Within the patient population at MEE, the average audiogram per decade of life showed a gradual decrease in hearing thresholds, initially in frequencies above 2 kHz, followed by lower frequencies in the oldest age groups (Fig. 3A). These distributions were largely similar to normative audiograms from the publicly available NHANES database (Fig. 3B), suggesting that mean audiograms are not sensitive to differences between the two populations. Under categorical classification, within the MEE population, the proportion of normal audiograms decreased as a function of age, while the prevalence of hearing loss increased (Fig. 3D). In particular, while the flat type stayed reasonably constant at age groups >60 years, the HFHL and the mixed type showed a steady increase in proportion as a function of age. Normal audiograms made up 19% of all audiograms in our dataset, larger than what has been previously reported10. This is likely due, in part, to the difference in age-ranges considered. Previous studies have assessed changes in audiogram shapes primarily in aged listeners over 50 years old, while we included patients from 18–80 years of age.

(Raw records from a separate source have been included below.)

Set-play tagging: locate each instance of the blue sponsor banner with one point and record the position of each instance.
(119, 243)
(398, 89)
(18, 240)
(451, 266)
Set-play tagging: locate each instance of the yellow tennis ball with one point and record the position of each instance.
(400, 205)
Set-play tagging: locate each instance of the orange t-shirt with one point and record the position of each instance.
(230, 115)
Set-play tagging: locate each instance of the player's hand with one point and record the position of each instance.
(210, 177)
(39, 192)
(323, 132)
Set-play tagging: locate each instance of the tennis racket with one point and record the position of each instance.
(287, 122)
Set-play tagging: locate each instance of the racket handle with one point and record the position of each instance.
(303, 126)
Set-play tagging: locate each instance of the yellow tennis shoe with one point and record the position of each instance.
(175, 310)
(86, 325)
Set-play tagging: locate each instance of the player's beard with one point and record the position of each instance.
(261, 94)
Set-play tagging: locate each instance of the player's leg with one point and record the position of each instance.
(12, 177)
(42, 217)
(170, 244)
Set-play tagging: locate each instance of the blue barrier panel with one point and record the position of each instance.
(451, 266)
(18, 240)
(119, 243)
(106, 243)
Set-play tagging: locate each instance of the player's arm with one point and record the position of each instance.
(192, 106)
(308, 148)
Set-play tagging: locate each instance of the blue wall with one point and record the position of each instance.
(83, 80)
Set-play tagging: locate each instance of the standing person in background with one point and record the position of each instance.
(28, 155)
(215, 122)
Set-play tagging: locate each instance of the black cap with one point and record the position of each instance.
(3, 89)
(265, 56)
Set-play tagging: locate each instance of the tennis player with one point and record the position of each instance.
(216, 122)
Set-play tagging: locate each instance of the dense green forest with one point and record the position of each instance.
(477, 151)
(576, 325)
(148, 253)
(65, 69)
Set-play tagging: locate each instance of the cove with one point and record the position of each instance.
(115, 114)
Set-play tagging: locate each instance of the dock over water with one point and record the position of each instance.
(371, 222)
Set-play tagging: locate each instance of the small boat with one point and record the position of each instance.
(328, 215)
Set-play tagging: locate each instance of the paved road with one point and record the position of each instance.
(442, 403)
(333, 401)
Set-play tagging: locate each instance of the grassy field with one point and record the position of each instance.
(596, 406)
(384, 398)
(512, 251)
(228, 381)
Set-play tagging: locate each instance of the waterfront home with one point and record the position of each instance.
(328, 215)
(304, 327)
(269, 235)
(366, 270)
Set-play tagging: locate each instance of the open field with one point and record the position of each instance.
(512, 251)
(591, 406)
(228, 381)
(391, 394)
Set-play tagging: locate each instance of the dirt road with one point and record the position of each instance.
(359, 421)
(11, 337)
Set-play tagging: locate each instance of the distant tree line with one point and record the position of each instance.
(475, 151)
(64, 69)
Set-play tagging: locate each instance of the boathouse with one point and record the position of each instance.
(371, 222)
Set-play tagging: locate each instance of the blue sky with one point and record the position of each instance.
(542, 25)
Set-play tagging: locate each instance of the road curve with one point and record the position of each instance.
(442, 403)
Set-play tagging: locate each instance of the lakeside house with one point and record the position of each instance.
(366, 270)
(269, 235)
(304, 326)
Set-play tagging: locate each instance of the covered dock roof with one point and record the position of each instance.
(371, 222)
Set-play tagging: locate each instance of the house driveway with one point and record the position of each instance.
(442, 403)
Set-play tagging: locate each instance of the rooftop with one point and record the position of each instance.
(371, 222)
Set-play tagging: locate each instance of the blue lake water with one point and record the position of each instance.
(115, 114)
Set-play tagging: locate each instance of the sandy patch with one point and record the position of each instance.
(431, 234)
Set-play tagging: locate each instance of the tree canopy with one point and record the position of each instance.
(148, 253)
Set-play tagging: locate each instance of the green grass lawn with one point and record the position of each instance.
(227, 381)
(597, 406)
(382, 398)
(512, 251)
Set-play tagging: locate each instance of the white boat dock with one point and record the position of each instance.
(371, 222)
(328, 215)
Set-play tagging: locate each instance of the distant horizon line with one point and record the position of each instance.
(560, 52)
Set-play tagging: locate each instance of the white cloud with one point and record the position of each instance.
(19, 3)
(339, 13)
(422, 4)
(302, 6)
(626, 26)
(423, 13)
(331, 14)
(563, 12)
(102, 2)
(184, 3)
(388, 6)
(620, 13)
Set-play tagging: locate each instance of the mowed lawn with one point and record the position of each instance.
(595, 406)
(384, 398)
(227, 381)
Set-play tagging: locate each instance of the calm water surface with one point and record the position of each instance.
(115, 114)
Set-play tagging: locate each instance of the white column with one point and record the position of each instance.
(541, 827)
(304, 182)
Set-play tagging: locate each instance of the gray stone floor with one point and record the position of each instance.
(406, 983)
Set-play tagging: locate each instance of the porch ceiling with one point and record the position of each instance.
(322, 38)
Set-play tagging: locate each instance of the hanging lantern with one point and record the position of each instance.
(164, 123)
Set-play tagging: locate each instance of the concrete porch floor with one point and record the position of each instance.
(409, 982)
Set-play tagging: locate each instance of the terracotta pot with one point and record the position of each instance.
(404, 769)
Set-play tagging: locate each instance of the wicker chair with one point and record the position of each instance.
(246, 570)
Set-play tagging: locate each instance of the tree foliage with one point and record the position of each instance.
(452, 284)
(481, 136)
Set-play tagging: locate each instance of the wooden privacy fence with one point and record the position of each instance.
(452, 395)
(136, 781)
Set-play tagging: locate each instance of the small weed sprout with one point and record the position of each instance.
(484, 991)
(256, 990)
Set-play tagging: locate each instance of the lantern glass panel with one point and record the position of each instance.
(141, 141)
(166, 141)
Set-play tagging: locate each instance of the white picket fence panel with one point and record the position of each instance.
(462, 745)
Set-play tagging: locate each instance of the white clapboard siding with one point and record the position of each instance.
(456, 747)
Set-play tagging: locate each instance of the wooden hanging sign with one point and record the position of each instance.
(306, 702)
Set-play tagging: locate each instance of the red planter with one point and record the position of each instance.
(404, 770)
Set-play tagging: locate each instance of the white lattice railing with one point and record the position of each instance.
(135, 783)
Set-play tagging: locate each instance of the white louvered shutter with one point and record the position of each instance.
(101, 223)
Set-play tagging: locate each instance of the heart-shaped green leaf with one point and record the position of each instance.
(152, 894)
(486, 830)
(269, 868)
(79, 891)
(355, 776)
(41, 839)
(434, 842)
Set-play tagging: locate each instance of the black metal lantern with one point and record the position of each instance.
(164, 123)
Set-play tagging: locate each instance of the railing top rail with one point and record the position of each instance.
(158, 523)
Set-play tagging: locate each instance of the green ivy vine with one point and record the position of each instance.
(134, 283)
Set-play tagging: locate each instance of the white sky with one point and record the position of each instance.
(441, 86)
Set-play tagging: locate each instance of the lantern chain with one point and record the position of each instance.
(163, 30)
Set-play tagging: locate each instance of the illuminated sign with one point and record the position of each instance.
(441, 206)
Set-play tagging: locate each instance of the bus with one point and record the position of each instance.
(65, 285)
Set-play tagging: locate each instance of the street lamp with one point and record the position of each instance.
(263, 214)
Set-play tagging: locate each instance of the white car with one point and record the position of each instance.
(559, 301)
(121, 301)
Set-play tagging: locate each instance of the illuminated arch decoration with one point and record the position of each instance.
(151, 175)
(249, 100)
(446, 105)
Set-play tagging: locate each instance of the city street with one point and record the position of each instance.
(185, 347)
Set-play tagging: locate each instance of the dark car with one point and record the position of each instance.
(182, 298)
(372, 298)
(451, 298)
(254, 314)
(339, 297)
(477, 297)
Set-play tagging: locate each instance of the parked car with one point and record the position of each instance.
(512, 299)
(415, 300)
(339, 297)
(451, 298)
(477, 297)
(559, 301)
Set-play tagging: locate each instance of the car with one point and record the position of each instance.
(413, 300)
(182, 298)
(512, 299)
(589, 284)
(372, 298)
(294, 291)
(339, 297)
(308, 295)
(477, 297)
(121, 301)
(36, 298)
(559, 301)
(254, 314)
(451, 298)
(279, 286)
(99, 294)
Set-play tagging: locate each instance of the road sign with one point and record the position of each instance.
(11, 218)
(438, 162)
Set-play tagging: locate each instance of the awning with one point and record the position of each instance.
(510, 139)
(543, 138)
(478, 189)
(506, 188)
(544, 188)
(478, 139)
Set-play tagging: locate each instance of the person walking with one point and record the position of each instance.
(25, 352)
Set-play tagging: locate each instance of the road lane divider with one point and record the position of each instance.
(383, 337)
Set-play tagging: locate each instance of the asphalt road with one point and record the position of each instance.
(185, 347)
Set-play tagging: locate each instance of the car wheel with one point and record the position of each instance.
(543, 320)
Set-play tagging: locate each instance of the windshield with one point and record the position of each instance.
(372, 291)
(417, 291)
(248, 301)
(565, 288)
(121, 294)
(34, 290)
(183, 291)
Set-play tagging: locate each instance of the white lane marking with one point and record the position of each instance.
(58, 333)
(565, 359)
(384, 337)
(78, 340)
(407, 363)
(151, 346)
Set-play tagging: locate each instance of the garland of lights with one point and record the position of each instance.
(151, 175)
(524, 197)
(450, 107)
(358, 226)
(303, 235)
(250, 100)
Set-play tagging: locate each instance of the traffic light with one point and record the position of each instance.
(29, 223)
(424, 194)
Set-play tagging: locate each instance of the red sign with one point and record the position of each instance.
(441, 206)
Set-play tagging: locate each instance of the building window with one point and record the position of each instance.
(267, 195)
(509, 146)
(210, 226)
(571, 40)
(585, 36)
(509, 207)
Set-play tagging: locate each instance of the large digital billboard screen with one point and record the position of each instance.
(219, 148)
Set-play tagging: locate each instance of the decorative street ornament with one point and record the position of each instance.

Overall, only 54% of the audiograms fell into these distinct categories based on previously published criteria (Fig. 3E). Comparing these classifications to audiograms from the NHANES database, the categorical classification system fared better, but still excluded a third of the audiograms (Fig. 3F). This illustrated the need for a data driven clustering method that was agnostic to presumed underlying otopathology, to better capture the diversity in audiograms, especially in our clinical database.
Previous studies using data driven methods have approached this problem of clustering with the use of hierarchical clustering16. Hierarchical clustering has some limitations when used to cluster audiograms. The shortest mutual distance used as the linkage criterion does not account for the ‘stereotype’ (centroid) of each cluster when grouping samples or the overall distribution of samples within each cluster, and it is therefore prone to creating ‘chains’ of samples as groups. In the application to audiograms, this may lead to linking samples that present progressive changes between each other into one same category. In addition, hierarchical clustering suffers from missing the global organization of the data as it optimizes locally in each grouping step, an issue that is enhanced if the sample size is too large. Other techniques such as k-means clustering perform a global optimization to segregate samples into partitions or clusters, but then assigns samples to a cluster considering only how different it is to the mean of that cluster. It further assumes that the groups present the same variance across all the dimensions of the data and share the same covariance matrix. It therefore presents the limitation of generating equally sized groups that look ‘spherical’ in their variance. This would imply that all the threshold measurements in each frequency within each cluster should present the same variability, and that all the clusters share this same variance. In order to account for these limitations, we used a Gaussian mixture models (GMM)-based approach to cluster the audiograms in this study. As opposed to hierarchical or k-means clustering, GMM attempts to find a global optimum, considering how the entire dataset fits the model in each optimization step, and further takes into account the entire distribution of samples and unequal variances of each cluster. The choice for the optimal number of clusters for each dataset using the GMM was determined using the BIC values, a more conservative criterion than the AIC which implicitly penalizes model complexity and thus minimizes overfitting of the data.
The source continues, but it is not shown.